O habitar sustentável pode trazer qualidade de vida aos grandes centros ao integrar a avaliação dos custos e impactos da implementação de práticas que envolva uma análise abrangente, levando em consideração diversos aspectos, entre eles:

  • Eficiência energética e a utilização de práticas construtivas e energias renováveis que possibilitem a maximização dessa eficiência;
  • Materiais sustentáveis, com baixa pegada de carbono, priorizando aqueles de fontes renováveis e recicláveis, com reutilização desses materiais sempre que possível;
  • Design ecológico incorporado que possibilitam minimizar a necessidade de grandes modificações e que levem em conta a biodiversidade local;
  • Tecnologias inovadoras adotadas nos métodos construtivos e maior eficiência nos materiais utilizados e incorporados na construção;
  • Conscientização e educação, talvez os itens mais importantes e desafiadores, capazes de trazer práticas sustentáveis na indústria da construção, envolvendo arquitetos, engenheiros, construtores, trabalhadores e consumidores.

Ao implementar essas medidas, é possível minimizar os impactos produzidos pelo setor de construção civil dentro da cadeia de produção e reduzir sua pegada de carbono, reduzindo o impacto das mudanças climáticas e, em consequência a redução dos impactos causados pela justiça climática, contribuindo, dessa forma, com um ambiente mais sustentável e saudável para as gerações futuras. Tudo isso tem de partir dos financiadores, projetistas e legisladores, ou seja, dos tomadores de decisão na abordagem proativa para alcançar esses objetivos.

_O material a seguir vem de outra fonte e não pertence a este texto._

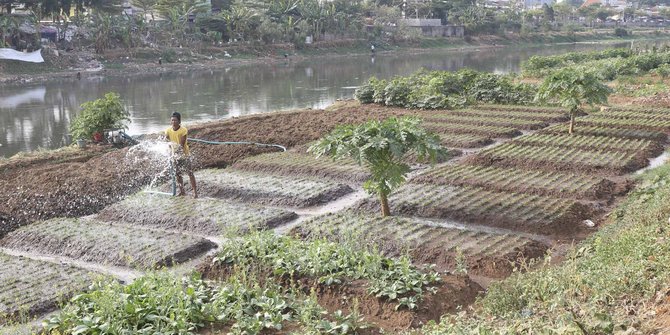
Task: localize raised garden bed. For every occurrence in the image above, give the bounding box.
[411,164,615,200]
[423,122,521,138]
[514,134,663,158]
[423,114,549,130]
[540,124,668,142]
[0,253,91,325]
[440,134,493,149]
[357,184,593,236]
[440,109,570,122]
[292,211,547,278]
[232,152,370,183]
[0,219,216,269]
[98,193,297,235]
[196,169,353,207]
[469,142,649,174]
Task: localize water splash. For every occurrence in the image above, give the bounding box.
[126,140,172,191]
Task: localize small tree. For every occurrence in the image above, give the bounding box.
[308,118,446,216]
[70,93,130,139]
[535,68,612,134]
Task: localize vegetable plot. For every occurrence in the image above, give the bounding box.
[0,254,90,325]
[196,169,353,207]
[423,122,521,137]
[440,109,570,122]
[359,184,591,235]
[439,134,493,148]
[411,164,614,200]
[292,211,547,277]
[98,193,297,235]
[423,114,549,130]
[540,124,668,142]
[0,218,216,268]
[514,134,663,157]
[470,104,569,116]
[577,115,670,132]
[470,143,648,174]
[233,152,370,183]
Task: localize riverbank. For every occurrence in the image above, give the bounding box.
[0,30,670,85]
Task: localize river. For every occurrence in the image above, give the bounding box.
[0,42,644,157]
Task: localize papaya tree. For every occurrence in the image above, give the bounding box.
[308,117,446,216]
[535,67,612,134]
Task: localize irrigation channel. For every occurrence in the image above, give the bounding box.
[0,42,656,157]
[0,101,670,333]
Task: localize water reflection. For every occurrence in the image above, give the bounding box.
[0,41,652,156]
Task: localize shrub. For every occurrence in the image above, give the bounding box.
[614,27,628,37]
[70,93,130,139]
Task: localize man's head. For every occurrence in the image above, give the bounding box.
[170,112,181,130]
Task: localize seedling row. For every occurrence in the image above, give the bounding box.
[575,115,670,132]
[418,164,614,200]
[233,152,370,182]
[423,122,521,138]
[292,211,547,277]
[196,169,353,207]
[471,143,648,174]
[599,106,670,118]
[589,109,670,120]
[0,219,215,269]
[540,124,668,142]
[98,193,297,236]
[514,134,663,157]
[359,184,591,235]
[449,109,570,122]
[472,104,568,114]
[423,114,548,129]
[440,134,493,148]
[0,254,90,325]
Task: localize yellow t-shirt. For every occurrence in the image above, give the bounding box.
[165,126,191,155]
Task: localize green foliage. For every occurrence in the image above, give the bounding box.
[308,118,446,215]
[614,27,628,37]
[422,165,670,334]
[70,93,130,139]
[44,272,364,335]
[213,232,441,309]
[45,274,212,334]
[536,68,612,115]
[355,69,535,109]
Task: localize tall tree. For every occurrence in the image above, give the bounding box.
[308,118,446,216]
[535,67,612,134]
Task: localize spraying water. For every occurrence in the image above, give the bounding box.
[126,140,173,192]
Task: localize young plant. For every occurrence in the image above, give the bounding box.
[308,118,446,216]
[70,92,130,139]
[535,68,612,134]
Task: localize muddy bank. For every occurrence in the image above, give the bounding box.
[0,101,418,235]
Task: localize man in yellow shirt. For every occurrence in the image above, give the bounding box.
[165,112,198,198]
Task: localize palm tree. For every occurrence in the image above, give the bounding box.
[535,67,612,134]
[308,118,446,216]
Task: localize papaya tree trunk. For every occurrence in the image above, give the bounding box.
[379,192,391,217]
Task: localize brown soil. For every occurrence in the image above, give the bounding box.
[0,102,417,236]
[198,257,483,334]
[199,183,354,208]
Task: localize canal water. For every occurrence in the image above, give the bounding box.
[0,43,640,157]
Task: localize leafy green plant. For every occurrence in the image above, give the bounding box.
[70,93,130,139]
[308,118,446,216]
[535,68,612,134]
[213,232,441,308]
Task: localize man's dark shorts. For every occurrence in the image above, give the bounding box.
[175,155,193,174]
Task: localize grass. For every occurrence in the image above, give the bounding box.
[421,159,670,334]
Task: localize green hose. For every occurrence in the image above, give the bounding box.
[188,137,286,151]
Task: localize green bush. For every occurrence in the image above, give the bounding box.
[70,92,130,139]
[614,27,628,37]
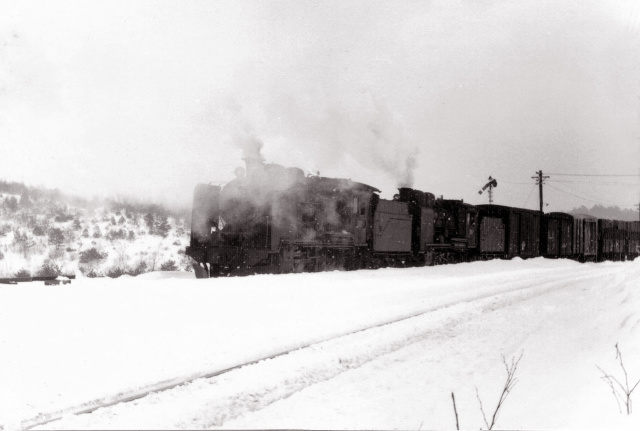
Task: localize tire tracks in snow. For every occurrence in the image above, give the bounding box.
[26,268,616,429]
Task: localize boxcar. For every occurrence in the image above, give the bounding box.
[572,214,598,262]
[626,221,640,260]
[540,212,574,258]
[598,219,626,260]
[477,205,542,259]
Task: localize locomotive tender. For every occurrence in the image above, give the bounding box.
[186,156,640,278]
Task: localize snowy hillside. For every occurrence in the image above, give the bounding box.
[0,183,190,278]
[0,258,640,429]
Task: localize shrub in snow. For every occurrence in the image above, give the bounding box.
[129,260,147,276]
[53,213,73,223]
[160,259,178,271]
[156,216,171,238]
[49,227,65,248]
[107,229,127,241]
[83,268,104,278]
[80,247,109,263]
[598,343,640,415]
[0,224,11,237]
[38,259,61,277]
[14,269,31,277]
[106,266,128,278]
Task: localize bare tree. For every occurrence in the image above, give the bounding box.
[596,343,640,415]
[476,352,524,430]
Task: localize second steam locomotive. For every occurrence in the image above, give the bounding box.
[186,156,640,278]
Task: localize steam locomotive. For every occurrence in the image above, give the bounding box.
[186,156,640,278]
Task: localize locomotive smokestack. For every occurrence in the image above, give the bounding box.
[241,136,264,178]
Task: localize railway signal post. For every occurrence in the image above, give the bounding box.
[531,169,549,212]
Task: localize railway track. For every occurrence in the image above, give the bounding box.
[20,268,615,429]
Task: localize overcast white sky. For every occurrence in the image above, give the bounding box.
[0,0,640,210]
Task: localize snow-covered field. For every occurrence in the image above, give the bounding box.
[0,259,640,429]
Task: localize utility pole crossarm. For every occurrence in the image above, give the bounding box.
[531,169,549,212]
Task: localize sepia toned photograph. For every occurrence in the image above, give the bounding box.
[0,0,640,431]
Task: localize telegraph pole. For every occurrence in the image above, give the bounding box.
[531,170,549,212]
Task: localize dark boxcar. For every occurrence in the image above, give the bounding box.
[626,221,640,260]
[598,219,626,260]
[540,212,574,258]
[573,214,598,262]
[477,205,542,259]
[426,199,478,265]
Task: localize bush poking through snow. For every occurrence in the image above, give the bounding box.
[472,352,524,430]
[80,247,108,263]
[160,259,178,271]
[14,268,31,278]
[38,259,61,277]
[596,343,640,415]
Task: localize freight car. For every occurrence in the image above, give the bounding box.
[476,205,542,259]
[186,157,640,278]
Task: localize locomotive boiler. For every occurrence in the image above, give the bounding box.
[186,157,477,278]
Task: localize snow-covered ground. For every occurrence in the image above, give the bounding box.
[0,259,640,429]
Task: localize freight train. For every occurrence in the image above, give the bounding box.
[186,157,640,278]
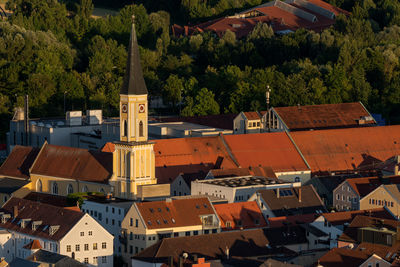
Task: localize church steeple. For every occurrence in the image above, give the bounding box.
[120,15,147,95]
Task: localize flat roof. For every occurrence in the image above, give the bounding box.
[194,176,287,187]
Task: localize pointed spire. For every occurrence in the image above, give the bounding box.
[120,11,147,95]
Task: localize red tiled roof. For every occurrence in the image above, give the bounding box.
[31,144,113,183]
[290,125,400,173]
[268,213,316,228]
[214,201,267,230]
[346,176,400,197]
[223,132,308,172]
[273,102,376,131]
[0,197,84,240]
[321,208,396,225]
[0,145,39,179]
[154,136,237,183]
[24,239,42,250]
[134,198,216,229]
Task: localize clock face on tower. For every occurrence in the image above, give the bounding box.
[139,104,146,113]
[122,104,128,113]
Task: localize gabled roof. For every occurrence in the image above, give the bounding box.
[290,125,400,173]
[24,239,42,250]
[0,145,39,179]
[0,177,30,194]
[346,176,400,197]
[31,144,113,183]
[273,102,376,131]
[313,248,370,267]
[154,136,237,183]
[214,201,267,230]
[120,16,147,95]
[0,197,84,241]
[339,215,400,243]
[258,185,326,216]
[223,132,309,172]
[321,208,396,225]
[134,198,216,229]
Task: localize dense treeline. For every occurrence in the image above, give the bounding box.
[0,0,400,141]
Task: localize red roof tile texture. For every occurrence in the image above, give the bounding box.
[273,102,376,131]
[31,144,113,183]
[223,132,309,173]
[0,145,39,179]
[290,125,400,173]
[214,201,267,230]
[0,197,84,240]
[134,198,216,229]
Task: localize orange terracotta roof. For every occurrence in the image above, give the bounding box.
[223,132,309,172]
[0,145,39,179]
[154,136,237,183]
[31,144,113,183]
[290,125,400,173]
[268,213,316,228]
[273,102,376,131]
[346,176,400,197]
[214,201,267,230]
[134,198,216,229]
[321,208,396,225]
[24,239,42,250]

Não podemos deixar de trazer aqui mais um fator importante que é a análise dos custos a serem associados a essas medidas de práticas sustentáveis e seu potencial retorno financeiro a longo prazo. Levar em conta as reduções dos custos operacionais, como contas de energia e água para o usuário, os impactos na saúde e bem-estar da população, quando habitam uma moradia sustentável, bem como seus benefícios econômicos associados aos programas governamentais de estado, e não de governo, para a população de baixa renda.

Alinhado a isso, tem-se, ainda, a conservação de recursos naturais e a minimização do impacto sobre ecossistemas locais, o que possibilita prevenção de danos causados pelas fortes precipitações de curto espaço temporal e localização concentrada, reduz os deslocamentos urbanos das populações e, por fim, as mudanças na dinâmica socioeconômica e inclusão social.

A mensagem que deixo aqui é: as cidades podem envelhecer. Ficarem ultrapassadas, jamais. Elas devem se inovar, ser criativas, evoluir sempre. Sendo organismos vivos, elas sempre se reinventam!

José Luiz Esteves
José Luiz Esteves (Foto: Divulgação)

* José Luiz Esteves é gestor executivo de sustentabilidade e relações institucionais, conselheiro consultivo certificado e embaixador da MRV&CO.